What you read in the title is the advice that is given in the post notice when a question gets closed as a duplicate. You might be aware that these post notices got an overhaul 6 to 8 weeks ago.

This an example of a notice an OP sees:

(image taken from https://meta.stackoverflow.com/questions/394530)

The wording of that post notice was changed with this goal in mind, according to Yaakov Ellis:

The thing is, we previously had language up there recommending that users edit to reopen. And what it led to is...almost no edit, and from those edit, almost no reopens. So we are (intentionally) removing the dangling carrot of the reopen from the language here. Not because adding it is a good temporary band-aid fix. But because we don't think that it accomplished anything positive (and can even be negative). We are aiming for UX changes that will hopefully improve close/reopen. Adding this language back here is not part of our intended solution.

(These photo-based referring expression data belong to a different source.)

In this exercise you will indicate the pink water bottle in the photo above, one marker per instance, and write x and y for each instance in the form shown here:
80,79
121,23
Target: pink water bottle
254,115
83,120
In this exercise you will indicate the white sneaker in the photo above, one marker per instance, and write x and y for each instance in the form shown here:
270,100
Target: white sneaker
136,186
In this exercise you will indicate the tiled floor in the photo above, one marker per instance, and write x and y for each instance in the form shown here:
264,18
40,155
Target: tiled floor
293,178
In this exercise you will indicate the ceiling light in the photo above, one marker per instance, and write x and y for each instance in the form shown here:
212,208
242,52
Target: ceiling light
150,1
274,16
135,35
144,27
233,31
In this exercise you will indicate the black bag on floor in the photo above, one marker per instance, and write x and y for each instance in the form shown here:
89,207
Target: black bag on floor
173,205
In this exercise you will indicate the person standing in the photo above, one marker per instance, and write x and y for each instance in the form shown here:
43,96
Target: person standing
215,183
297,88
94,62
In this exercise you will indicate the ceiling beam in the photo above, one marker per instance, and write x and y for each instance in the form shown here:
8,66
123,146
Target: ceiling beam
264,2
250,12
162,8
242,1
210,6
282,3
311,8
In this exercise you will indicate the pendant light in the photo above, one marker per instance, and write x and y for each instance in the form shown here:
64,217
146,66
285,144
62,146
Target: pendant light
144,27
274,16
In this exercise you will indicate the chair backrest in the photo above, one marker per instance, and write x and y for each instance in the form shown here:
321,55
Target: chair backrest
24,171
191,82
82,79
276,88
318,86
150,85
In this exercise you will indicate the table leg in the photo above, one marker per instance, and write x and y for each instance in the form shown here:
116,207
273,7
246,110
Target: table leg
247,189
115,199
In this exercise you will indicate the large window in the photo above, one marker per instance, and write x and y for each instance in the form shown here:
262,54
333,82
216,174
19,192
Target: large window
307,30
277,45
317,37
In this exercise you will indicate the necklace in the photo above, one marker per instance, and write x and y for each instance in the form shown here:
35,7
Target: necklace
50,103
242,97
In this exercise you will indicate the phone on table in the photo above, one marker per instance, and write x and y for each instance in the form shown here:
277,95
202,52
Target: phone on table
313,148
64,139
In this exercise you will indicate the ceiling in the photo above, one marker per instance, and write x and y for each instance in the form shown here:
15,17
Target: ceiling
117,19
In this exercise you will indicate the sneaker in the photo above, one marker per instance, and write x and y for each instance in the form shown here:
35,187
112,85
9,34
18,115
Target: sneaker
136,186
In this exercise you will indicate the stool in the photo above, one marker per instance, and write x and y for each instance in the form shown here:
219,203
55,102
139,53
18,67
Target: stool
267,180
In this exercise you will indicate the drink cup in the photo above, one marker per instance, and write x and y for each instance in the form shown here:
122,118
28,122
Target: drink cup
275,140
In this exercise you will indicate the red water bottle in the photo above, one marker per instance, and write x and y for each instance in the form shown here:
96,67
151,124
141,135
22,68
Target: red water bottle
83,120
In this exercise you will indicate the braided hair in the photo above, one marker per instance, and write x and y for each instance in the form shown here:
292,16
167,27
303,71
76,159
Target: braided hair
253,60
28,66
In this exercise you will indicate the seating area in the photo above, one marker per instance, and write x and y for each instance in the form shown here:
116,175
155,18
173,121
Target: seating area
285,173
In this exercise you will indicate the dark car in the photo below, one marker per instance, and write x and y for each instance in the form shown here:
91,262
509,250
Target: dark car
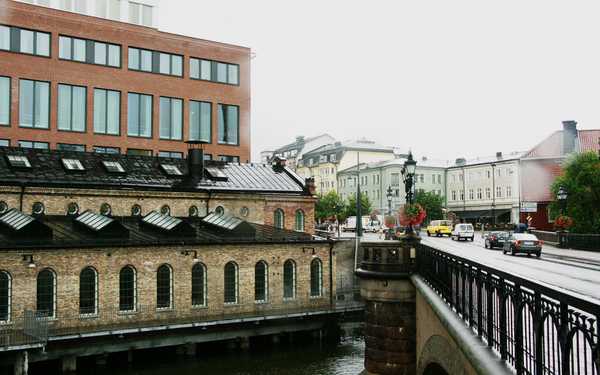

I don't want (and please don't feel invited) to discuss whether this change was communicated effectively to the users that are empowered to cause this notice to appear on a question.

I only want to fix one link in that post notice. And that is the "post a new one" link. Currently that links brings you to

https://stackoverflow.com/questions/ask.

Yes, you're given the no barrier entry to re-ask your exact same question. No questions asked. Leading to trainwrecks I linked to earlier and I'm sure you have seen more on main.

I propose the minimal change that can make this a tiny bit better.
Please link the text "post a new one" to the help centre article How to Ask.

The link text stays the same, no-one will even notice something changed, but an OP that chooses that option is presented with guidance instead of an invite to make the same mistake again.

I realize it is tempting to rewrite all that text but my proposal leaves as little room possible for discussion, mishaps, and interpretation so it can be done in 6 to 8 hours, instead of 6 to 8 weeks. Can you please make this change so our curators don't have to argue with disgruntled users that, rightfully so, claim they followed advice given in the post notice.